# Reel Grips (new additions)



## Waterwings (Dec 9, 2007)

Not sure how many of you use the Reel Grips on your reel knobs, but they work great! I just noticed an ad over at their site and see they now have glow-in-the-dark grips. I believe some of you fish at night, so I thought I'd post a link:

https://www.reelgrip.com/Order_Regular.php

I have the regular ones on my spinning reels and they're a great asset in wet weather.


----------



## BassAddict (Dec 9, 2007)

I saw them at BPS but wasent real impressed, they didnt look like they would fit on a smaller than usual baitcaster handle


----------



## little anth (Dec 9, 2007)

i like the way they look and feel good on long days on the water


----------



## Waterwings (Dec 9, 2007)

BassAddict said:


> I saw them at BPS but wasent real impressed, they didnt look like they would fit on a smaller than usual baitcaster handle



They came out with an additional product recently which has an inside diameter that is 20% smaller than their traditional product. They did it so that they [Reel Grips] will fit smaller sized reel knobs. The website will only show them on baitcasters (still haven't figured out why), but I use them on my spinning reels (1 pack will outfit 2 reels! :wink: ). The new product will work on smaller knobs..............and I believe once you have used them, you won't want to fish without them.  . They also have a wide selection of colors to choose from. 

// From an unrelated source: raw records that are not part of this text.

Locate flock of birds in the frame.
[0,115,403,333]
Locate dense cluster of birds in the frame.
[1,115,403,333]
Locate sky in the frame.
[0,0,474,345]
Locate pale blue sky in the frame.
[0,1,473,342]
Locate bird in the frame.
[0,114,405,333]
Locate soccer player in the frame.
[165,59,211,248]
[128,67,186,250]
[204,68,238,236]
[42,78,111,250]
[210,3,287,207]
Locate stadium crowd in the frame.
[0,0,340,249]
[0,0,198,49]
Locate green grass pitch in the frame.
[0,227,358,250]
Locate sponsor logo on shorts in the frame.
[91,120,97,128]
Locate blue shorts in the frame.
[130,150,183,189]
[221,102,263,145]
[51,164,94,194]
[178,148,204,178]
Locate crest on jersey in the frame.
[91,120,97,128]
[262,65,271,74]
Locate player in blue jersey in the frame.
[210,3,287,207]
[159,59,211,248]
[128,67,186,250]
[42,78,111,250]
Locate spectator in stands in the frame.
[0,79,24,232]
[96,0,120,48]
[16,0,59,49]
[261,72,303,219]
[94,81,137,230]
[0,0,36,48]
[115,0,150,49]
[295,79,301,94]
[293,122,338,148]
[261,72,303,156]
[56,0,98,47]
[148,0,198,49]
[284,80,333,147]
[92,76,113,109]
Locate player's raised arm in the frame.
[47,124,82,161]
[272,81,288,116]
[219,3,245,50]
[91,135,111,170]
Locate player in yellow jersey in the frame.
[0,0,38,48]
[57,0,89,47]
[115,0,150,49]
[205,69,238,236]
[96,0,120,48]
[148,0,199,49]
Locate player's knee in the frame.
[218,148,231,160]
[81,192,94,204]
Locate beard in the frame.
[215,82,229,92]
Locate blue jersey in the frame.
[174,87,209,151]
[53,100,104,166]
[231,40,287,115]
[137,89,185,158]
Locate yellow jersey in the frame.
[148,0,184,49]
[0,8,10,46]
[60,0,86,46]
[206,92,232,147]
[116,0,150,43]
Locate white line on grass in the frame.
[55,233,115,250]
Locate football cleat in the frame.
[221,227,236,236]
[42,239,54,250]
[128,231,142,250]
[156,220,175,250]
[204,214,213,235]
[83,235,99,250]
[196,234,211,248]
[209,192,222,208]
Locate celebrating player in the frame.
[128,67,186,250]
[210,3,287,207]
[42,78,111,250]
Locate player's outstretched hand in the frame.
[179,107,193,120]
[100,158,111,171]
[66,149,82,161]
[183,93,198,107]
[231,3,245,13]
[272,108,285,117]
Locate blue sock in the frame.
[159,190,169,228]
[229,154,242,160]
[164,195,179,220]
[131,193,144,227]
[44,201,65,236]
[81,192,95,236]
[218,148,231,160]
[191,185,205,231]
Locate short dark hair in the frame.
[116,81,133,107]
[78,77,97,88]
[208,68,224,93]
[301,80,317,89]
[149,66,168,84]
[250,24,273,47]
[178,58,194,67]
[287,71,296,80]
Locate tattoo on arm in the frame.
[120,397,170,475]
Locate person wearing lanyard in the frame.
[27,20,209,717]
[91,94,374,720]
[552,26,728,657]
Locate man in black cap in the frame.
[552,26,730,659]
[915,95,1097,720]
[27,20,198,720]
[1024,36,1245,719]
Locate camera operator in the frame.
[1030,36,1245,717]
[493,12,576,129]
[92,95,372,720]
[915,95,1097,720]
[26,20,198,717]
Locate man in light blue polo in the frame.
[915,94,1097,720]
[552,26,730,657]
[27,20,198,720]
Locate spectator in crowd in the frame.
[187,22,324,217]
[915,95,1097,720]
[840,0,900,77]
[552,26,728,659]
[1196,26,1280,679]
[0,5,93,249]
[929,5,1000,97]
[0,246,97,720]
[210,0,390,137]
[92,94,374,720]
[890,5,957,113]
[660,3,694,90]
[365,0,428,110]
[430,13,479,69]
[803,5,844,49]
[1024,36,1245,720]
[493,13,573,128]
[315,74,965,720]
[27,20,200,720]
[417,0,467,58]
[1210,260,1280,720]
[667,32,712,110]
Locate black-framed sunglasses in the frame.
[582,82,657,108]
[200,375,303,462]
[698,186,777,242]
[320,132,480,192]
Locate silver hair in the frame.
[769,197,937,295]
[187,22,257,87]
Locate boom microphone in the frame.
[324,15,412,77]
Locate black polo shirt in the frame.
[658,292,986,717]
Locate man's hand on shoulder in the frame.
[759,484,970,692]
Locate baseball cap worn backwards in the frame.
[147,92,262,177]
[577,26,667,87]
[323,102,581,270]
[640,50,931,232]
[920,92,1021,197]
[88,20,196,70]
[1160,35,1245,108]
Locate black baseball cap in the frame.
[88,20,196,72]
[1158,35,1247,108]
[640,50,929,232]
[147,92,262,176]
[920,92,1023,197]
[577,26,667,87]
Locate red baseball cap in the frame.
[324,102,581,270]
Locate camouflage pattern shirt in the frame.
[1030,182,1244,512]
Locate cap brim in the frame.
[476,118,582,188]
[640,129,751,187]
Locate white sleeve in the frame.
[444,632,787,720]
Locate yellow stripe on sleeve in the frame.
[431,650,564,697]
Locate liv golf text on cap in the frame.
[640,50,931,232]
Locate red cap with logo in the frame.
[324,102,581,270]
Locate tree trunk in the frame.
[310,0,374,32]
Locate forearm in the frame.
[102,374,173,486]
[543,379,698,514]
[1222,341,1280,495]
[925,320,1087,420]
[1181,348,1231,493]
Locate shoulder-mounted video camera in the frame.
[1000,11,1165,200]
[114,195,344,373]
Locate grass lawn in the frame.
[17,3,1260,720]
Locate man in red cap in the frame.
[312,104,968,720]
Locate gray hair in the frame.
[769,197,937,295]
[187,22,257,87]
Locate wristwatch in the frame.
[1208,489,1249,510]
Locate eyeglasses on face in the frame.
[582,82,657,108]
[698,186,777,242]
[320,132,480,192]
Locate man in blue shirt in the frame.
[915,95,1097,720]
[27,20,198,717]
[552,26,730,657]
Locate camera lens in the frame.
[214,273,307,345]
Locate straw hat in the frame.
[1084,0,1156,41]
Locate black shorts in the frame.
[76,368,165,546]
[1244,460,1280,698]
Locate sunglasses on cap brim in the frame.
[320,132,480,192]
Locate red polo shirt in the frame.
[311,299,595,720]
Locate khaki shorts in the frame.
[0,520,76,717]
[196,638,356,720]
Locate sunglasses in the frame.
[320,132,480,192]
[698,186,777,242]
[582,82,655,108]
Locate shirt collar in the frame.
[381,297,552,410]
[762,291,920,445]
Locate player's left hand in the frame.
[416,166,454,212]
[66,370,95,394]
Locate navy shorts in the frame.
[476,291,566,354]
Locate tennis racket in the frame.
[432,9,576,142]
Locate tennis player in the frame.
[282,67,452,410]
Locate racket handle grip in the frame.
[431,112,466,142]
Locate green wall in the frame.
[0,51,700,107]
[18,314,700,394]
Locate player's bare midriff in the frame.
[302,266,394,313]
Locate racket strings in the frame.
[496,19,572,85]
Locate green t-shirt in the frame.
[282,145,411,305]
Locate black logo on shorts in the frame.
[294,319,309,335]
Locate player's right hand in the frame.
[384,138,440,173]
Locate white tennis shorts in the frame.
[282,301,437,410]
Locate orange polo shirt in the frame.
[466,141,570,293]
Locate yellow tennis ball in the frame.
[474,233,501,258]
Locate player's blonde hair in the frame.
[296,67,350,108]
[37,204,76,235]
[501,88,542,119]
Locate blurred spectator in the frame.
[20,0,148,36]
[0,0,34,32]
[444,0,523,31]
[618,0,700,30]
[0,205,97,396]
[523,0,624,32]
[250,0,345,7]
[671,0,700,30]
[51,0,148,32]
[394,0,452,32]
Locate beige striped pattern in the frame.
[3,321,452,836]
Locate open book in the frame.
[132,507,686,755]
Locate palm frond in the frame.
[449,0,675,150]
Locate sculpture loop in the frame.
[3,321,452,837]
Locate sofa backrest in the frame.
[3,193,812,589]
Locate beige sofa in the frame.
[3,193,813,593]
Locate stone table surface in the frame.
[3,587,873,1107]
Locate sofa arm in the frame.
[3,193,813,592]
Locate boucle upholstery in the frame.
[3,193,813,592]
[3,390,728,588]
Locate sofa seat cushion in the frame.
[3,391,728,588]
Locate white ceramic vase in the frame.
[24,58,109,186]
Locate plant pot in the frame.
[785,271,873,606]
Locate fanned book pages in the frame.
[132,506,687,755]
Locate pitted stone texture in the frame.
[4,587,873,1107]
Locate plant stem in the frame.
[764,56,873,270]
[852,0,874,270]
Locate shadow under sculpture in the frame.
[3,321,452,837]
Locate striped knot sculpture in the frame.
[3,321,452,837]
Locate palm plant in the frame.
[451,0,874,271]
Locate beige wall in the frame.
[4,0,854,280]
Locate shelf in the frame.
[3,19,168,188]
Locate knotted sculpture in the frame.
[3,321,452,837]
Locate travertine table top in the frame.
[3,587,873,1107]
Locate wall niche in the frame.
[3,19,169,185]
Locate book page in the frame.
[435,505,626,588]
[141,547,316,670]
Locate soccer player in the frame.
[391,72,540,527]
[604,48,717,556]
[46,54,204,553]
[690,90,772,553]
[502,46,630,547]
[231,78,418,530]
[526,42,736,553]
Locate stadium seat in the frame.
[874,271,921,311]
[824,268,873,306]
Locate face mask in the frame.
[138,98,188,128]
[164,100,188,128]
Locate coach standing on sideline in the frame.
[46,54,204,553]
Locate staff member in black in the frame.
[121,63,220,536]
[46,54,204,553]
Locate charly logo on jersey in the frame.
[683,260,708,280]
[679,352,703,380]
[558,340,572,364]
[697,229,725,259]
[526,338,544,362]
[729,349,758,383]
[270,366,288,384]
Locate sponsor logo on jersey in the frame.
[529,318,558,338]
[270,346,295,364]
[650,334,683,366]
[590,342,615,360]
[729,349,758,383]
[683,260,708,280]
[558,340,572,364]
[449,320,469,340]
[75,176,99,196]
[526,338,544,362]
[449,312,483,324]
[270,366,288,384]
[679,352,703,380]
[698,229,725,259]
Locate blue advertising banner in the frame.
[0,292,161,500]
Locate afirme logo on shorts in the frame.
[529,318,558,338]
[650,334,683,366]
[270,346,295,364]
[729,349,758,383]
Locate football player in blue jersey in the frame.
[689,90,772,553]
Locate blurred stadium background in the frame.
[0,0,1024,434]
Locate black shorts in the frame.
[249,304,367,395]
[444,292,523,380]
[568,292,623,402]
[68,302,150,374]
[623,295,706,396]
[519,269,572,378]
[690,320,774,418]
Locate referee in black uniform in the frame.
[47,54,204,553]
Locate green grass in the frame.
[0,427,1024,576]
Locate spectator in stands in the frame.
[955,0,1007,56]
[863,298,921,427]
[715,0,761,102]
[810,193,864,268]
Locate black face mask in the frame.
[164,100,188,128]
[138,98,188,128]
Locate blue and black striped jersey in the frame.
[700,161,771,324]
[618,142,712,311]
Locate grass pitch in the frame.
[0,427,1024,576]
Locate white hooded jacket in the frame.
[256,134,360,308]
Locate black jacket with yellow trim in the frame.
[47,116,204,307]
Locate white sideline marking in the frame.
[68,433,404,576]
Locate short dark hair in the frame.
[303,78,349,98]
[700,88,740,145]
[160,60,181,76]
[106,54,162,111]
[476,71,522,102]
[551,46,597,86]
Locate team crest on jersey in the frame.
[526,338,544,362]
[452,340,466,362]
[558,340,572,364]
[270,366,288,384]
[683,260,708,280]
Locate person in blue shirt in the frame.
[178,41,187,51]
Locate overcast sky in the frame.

(no, I'm not affliated with the company, it's just a good product)


----------



## Bryan_VA (Dec 10, 2007)

I bought some reel grips this summer and I like em pretty well. They're one of those things where if you never try them you'll be just fine, but kinda like WW said, if you put them on one reel then you have to put em on all your reels. Regular handles feel funny now. Thanks for the heads-up on the glow models.


----------



## shamoo (Dec 10, 2007)

I have a question, how do they hold up in the extreme heat, do they get tacky?


----------



## Bryan_VA (Dec 10, 2007)

shamoo said:


> I have a question, how do they hold up in the extreme heat, do they get tacky?



No, the only thing tacky about them is the colors!


----------



## SMDave (Dec 10, 2007)

I love Reel Grips! I have a pair on my baitcaster and a pair on my spinning reel (they can't have t-shaped handles). They are great! They really cause less fatigue, are easier and more comfortable on the fingers, soak up water/fish slime through the grooves so the handles don't slip, etc. I think the colors are pretty cool  . They have an assortment of swirls and solid colors to match your reel or color preference. No complaints! Even if you think $5 is a lot for a piece of plastic, I promise, if you try them out, you will be proved wrong (like me). Bassaddict, if you buy them, you will not be dissapointed.

I think I might do a review on these.


----------



## Captain Ahab (Dec 10, 2007)

BassAddict and myself just ordered some - I am getting them and he is gonna do an extensive test.

Expect to see him as the new spokesman for this product


----------



## shamoo (Dec 10, 2007)

Thanks, I'm going to order some in the spring.


----------



## redbug (Dec 10, 2007)

i have them on most of my bait casting reels and love them. the best thing is in the rain you still get a good feel of the handle


Wayne


----------



## jkbirocz (Dec 10, 2007)

I would definately try them if they lost the swirl pattern. Do they make them is just black?


----------



## Waterwings (Dec 10, 2007)

jkbirocz said:


> I would definately try them if they lost the swirl pattern. Do they make them is just black?



Here's a paste from their site: 


> Solid Black #1190
> Price: $4.99 a pair




A lot of people use different colors to color-code specific reels for different applications. I don't have that problem though with just using 3 rigs, and they all have the red, white, & blue grips on them. Trust us, you'll like 'em!


----------



## nicdicarlo (Dec 10, 2007)

I've been checkin those out myself. I think I'm going to pick a few up before the spring.


----------



## little anth (Dec 10, 2007)

try em you wont be sad plus if you dont like em you can always send em to me :wink: jk you will love em


----------